Mereka berjalan perlahan untuk masuk ke tempat aneh itu. Mencari tahu dimana jejak yang mereka temukan akan berakhir. Semuanya nampak berjalan gontai karena sudah kelelahan. Dari tadi mereka mengikuti jejak itu tapi belum menemukan tempat berakhirnya. Mereka juga lelah berjalan mengendap-ngendap seperti itu.

“Sampai kapan kita terus kaya gini?” Jaemin menyeka keringatnya yang bercucuran dari keningnya. Dia merasa gerah, lelah, dan ingin istirahat sekarang.

Jeno mengawasi keadaan sejak mereka menapakkan kaki melewati gapura besar tadi. Merasa bertanggungjawab atas keselamatan teman-temannya disana. Terutama adik kembarnya itu.

“Ikutin aja, Na,” balas Sunwoo pelan dan melanjutkan langkahnya.

Eric, Jeno, dan Jaemin akhirnya mengikuti Sunwoo dibelakang. Dia memimpin jalan dengan pisau lipat yang ada didalam genggamannya yang erat.

“Lihat! Jejaknya berakhir dirumah itu!” Eric menunjuk rumah yang tidak jauh didepannya dengan semangat. Mungkin ini yang terakhir, begitu pikirnya.

Jaemin menatap rumah tua yang dari kejauhan terlihat seperti sebuah gubuk tak terpakai. “Lu yakin, Ric?” tanya Jaemin berbisik.

“Setidaknya jejak itu hilang disana, Na. Mau langsung kita periksa?” tanya Eric menatap satu persatu sahabatnya bergantian.

“Tunggu!” Jeno menghentikan langkah mereka menuju rumah yang Eric tunjuk tadi.

“Kenapa, Jen?” Sunwoo menoleh ke arah Jeno dan mengernyit kebingungan. Perasaan dari tadi ada saja hal-hal yang menghentikan langkah mereka.

“Lu pada ga curiga apa?” tanyanya pelan tapi tidak mendapatkan jawaban dari yang lain.

Dia menepuk dahinya pelan, “ck.. Maksud gue, dari awal kita tahu kalau ini kota. Tapi, mana warganya? Kok sepi banget?” lanjutnya.

Eric dan Sunwoo saling tatap untuk beberapa lama. Mereka baru menyadari hal tersebut. Mereka tahu dan sudah membaca bahwa tempat terkutuk ini adalah sebuah kota. Harusnya ada tanda-tanda kehidupan disini. Namun, pada nyatanya tempat ini sangat sepi. Tahu seperti itu, kenapa pula mereka harus berjalan mengendap-ngendap untuk masuk ke sana layaknya seorang pencuri.

“Gue baru ingat tentang itu, dan gue juga ga tahu,” jawab Sunwoo singkat yang dibalas anggukan oleh Jeno.

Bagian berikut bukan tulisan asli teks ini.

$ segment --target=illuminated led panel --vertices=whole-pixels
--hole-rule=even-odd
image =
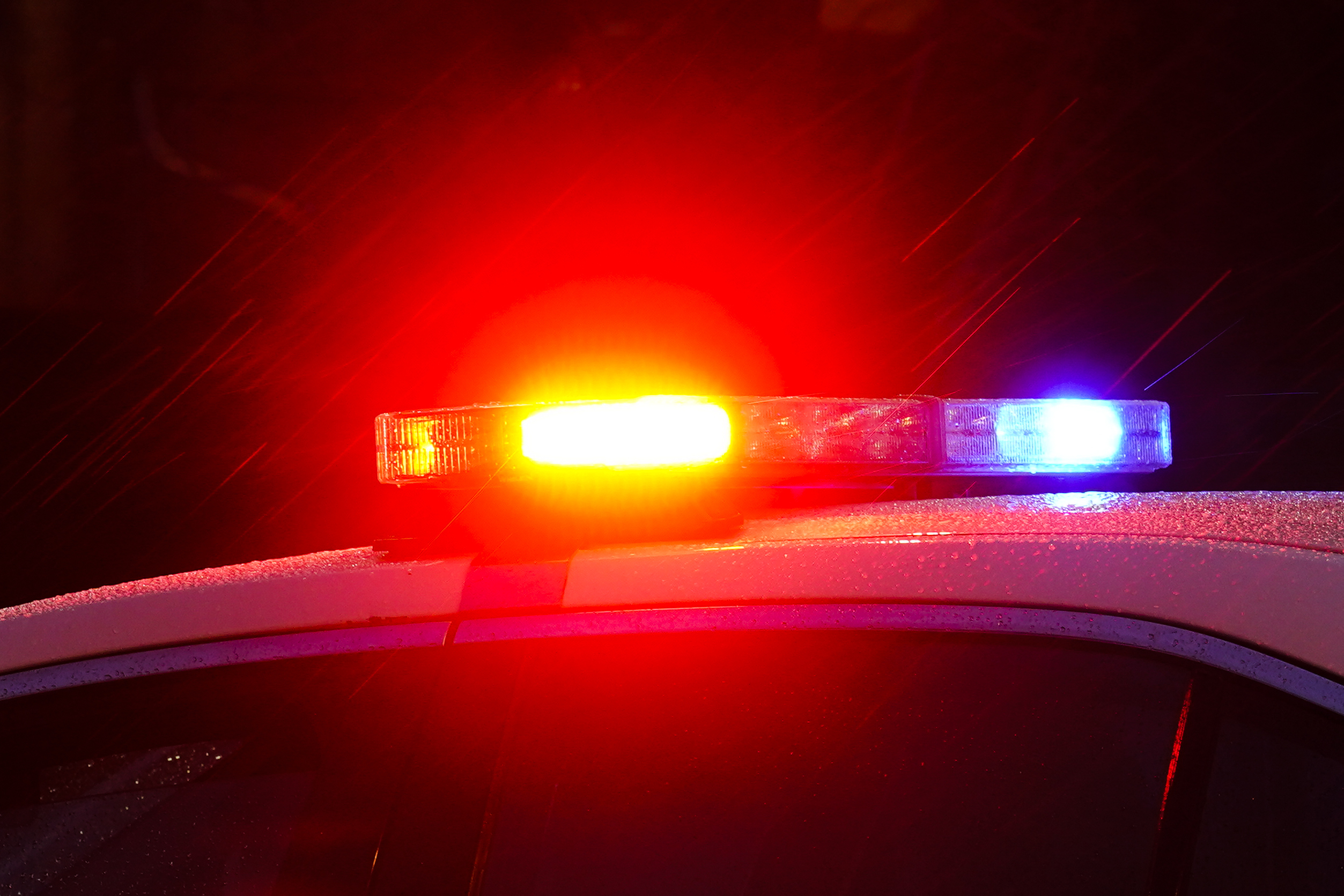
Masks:
[[[521,453],[551,466],[644,469],[710,463],[732,442],[727,411],[702,398],[556,404],[521,422]]]
[[[448,488],[554,467],[715,465],[745,484],[1145,473],[1172,461],[1163,402],[648,396],[383,414],[378,477]]]
[[[945,400],[946,473],[1146,473],[1172,462],[1164,402]]]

“Apa kita periksa rumah itu ya? Siapa tahu kita dapat petunjuk dari sana, mungkin kita bisa nemuin salah satu warga disana!” Jaemin mengajak mereka untuk segera memeriksa rumah tua tempat jejak yang mereka temukan itu berakhir.

Eric, Sunwoo, dan Jeno mengikuti arah langkah Jaemin yang menuju untuk mendekati rumah itu. Mereka berjalan pelan lalu diam sebentar dibelakang rumah.

“Yakin mau periksa? Perasaan gue ga enak. Ga lucu kalau semisal kita masuk, malah ditikam sama pemilik rumah karena dikira pencuri,” kata Jeno khawatir.

“Gampang, Jen. Tikam balik. Kalian kan bawa pisau masing-masing,” balas Sunwoo singkat yang membuat Jeno mencebik kesal.

Eric menepuk pelan pundak Jeno yang berdiri disampingnya, “ga akan ada hal buruk yang terjadi, Jen. Tenang—“



WOY LU KENAPA?!!”



Belum selesai Eric berbicara menenangkan Jeno, tiba-tiba mereka mendengar sebuah teriakan. Suaranya terdengar sangat jelas berasal dari dalam rumah yang hendak mereka periksa.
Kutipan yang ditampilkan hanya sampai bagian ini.